Se esta é a invasão mencionada em nosso capítulo, ela ocorre no final do reinado de Jeoiaquim, e tempo suficiente se passou para permitir que a ira do rei contra Jeremias esfriasse, de modo que o profeta pudesse se aventurar fora de seu esconderijo.
Os bandos de saqueadores caldeus e seus aliados haviam expulsado o povo do campo em multidões para Jerusalém, e entre eles o clã nômade dos recabitas. De acordo com 1 Crônicas 2:55 , os recabitas traçaram sua descendência até um certo hemat e eram um ramo dos quenitas, uma tribo edomita que habitava em sua maior parte no sul da Palestina.
Esses quenitas haviam mantido uma aliança antiga e íntima com Judá e, com o tempo, os aliados tornaram-se virtualmente um único povo, de modo que, após o retorno do cativeiro, todas as distinções raciais entre quenitas e judeus foram esquecidas, e os quenitas foram contados entre as famílias de Israel. Nessa fusão de sua tribo com Judá, o clã recabita seria incluído. Fica claro por todas as referências tanto aos quenitas quanto aos recabitas que eles haviam adotado a religião de Israel e adorado a Jeová.
Não sabemos mais nada sobre a história inicial dos recabitas. A declaração em Crônicas de que o pai da casa de Recabe era Hemat talvez indique o fato de eles terem se estabelecido em algum lugar chamado Hemat, perto de Jabez, em Judá. Possivelmente também Rechab, que significa "cavaleiro", não é um nome pessoal, mas uma designação do clã como cavaleiros do deserto.

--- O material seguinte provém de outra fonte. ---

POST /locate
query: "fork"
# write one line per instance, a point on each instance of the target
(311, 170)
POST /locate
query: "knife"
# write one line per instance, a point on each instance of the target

Esses recabitas se destacavam entre os fazendeiros e habitantes da cidade judeus por sua rígida adesão aos hábitos de vida nômade; e foi essa peculiaridade que atraiu a atenção de Jeremias, e os tornou uma lição prática adequada para os judeus recreativos. Os costumes tradicionais do clã foram formulados em comandos positivos por Jonadabe, filho de Recabe, ou seja, o recabita. Este deve ser o mesmo Jonadabe que cooperou com Jeú para derrubar a casa de Onri e suprimir a adoração de Baal.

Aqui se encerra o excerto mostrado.